How to Win a Cold War
Twenty-five years ago, America won a global cold war without firing a shot. We are today in the middle of another cold war, with nasty enemies and more ill-wishers. Thousands of brave Americans have died in distant lands to make us safe in this longest war in our nation’s history. We owe it to them and to our future to win this war, and to win it with as little blood spent and blood shed as possible.
We are in a cold war, really. We could win any hot war easily. Our armed forces – our all-volunteer armed forces, as the president of Afghanistan noted in his recent trip to Washington –believe in America. They have the best equipment in the world, and they are battle-tested veterans.
But we are in a cold war, not a hot war.
America can win this sort of cold war. President Reagan, added by good men like Herb Meyer, and allied with good leaders like Lady Thatcher and Pope John Paul II, decided to win our last cold war, and with remarkable speed. In ways that amazed even very bright men like Charles Krauthammer, we utterly unraveled a vast and snarling evil empire without firing a shot.
The thugs in Tehran, the sadists of ISIS, the neo-Russian Empire, the madmen of Pyongyang, and the oligarchs of Red China all have the same fond wish: humiliate and then break that land whose beacon is the Statute of Liberty. What we lack, and what we have lacked since Reagan left office, is a leader cheerfully and utterly committed to Reagan’s famous quip when asked about his strategy in the Cold War: “How about this? We win. They lose.”
Our sock puppet president (he is simply a vessel for the old leftist establish) and his hapless high school helpers have no plan to win this cold war. They seem to wish to lose it. Indeed, they seem to think America ought to lose this war. When we have a real president again, he ought to have a plan for our nation and our friends to win the war, and to win with as little actual fighting as possible. Here are the keys to that victory.
First, we must define our cause as good and our enemies as evil. Reagan’s “Evil Empire” is the idea. Every president since Reagan has failed us in this purpose. George H. Bush had a chance in 1989 when Chinese students built their own Statute of Liberty. Obama had a chance twenty years later when the oppressed Iranian people sought to cast off their shackles. We must not just define evil, but bring through every means we have the message of hope to these captive peoples.

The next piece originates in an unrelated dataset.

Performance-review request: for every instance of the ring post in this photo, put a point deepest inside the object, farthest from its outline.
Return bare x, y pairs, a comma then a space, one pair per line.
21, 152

Second, use the vast economic power, instead of brute violence, against our enemies. Rather than punish our energy-producing companies, we ought to subsidize energy production and export. Europe today depends on Russia for energy. How much better if those nations depended on us instead? Why not dry up the coffers of Tehran by producing oil so cheap in price that the mullahs cannot give their oil away? Our vast oil production, more than anything else, helped us defeat Hitler. It can give us victory today as well.

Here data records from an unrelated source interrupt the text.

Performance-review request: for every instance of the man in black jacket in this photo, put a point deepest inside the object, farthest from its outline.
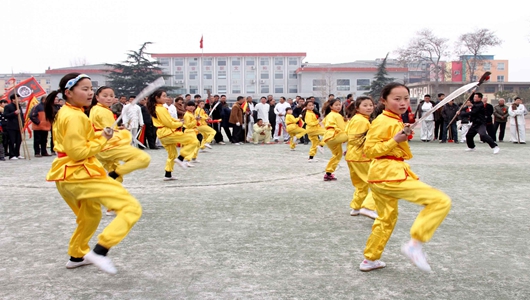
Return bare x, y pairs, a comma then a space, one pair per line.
448, 113
478, 119
11, 114
150, 130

Third, use favorable constellations of leaders in other lands. Reagan had Thatcher and Pope John Paul II, but he also used strong leaders in Germany, Canada, and Japan. There are today in Britain, Canada, and Australia such leaders. Merkel is an experienced conservative leader in Germany. Beyond that, in Poland and Ukraine and throughout Europe we have friends waiting for us to lead.
We had a glimpse recently of other allies we could use. The president of Afghanistan thanks Americans for their sacrifices for his nation. The president of Egypt attacks radical Islam. The king of Jordan fights ISIS rhetorically and in battle. The “problem” of a politically strong Netanyahu in Israel is, of course, an asset for any American president who truly wishes to establish a lasting peace in the Middle East.
Ironically, our sock puppet president, whose flacks endlessly pretend that his critics want war, is himself leading us closer and closer to being forced to fight a very hot war for our survival.
Our enemies are not strong. Our leaders, today, are weak. We are in a new cold war, and we can win it when we choose to fight it.